McNemar test or Bowker test for symmetry.
Paired-sample t-test.
BMI: Body mass index; DM: Diabetes mellitus; ECOG: European Cooperative Oncology Group; SD: Standard deviation.
Nearly all the patients with DM had their DM diagnoses before the GE cancer diagnoses (Table 2). In those instances where it was documented, the mean (SD) self-reported duration of DM diagnosis was 10.9 (7.40) years. Some patients (41/84, 48%) were receiving oral DM medications at the time of their GE cancer diagnosis. Of the 84 patients with DM, 25 (30%) were taking insulin either alone or in combination with oral agents. Only 20 patients (24%) changed their DM therapy within 1 year after the cancer diagnosis: eight patients switched to insulin treatment, six to diet, four to oral medicine and insulin and two to oral medication. Insulin use was at 32% within 1 year after the cancer diagnosis. Corticosteroids were taken by 54% of patients with DM and 52% without DM.

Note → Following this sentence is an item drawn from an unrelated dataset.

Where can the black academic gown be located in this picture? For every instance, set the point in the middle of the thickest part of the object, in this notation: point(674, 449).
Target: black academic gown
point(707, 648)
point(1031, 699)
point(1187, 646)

Table 2. . Diabetes mellitus therapy for the 92 patients with gastric or esophageal cancer.
| Characteristic | DM | Patients (n) |
|---|---|---|
| DM diagnosis preceded GE cancer diagnosis of patients with documentation, n (%): | ||
| – Yes | 81 (98) | 83 |
| – No | 2 (2) | |
| Time since DM diagnosis if preceded cancer diagnosis (year): | ||
| – Mean (SD) | 10.9 (7.40) | 47 |
| DM therapy, n (%): | ||
| – Diet | 17 (21) | 84 |
| – Oral | 41 (48) | |
| – Insulin | 18 (22) | |
| – Oral + insulin | 7 (8) | |
| – Other | 1 (1) | |
| – Missing data | 8 | |
| Method of DM therapy changed within 1 year after cancer diagnosis, n (%): | ||
| – Yes | 20 (24) | 92 |
| – No | 49 (60) | |
| – Unknown | 13 (16) | |
| – Missing data | 10 | |
DM: Diabetes mellitus; GE: Gastric or esophageal cancer.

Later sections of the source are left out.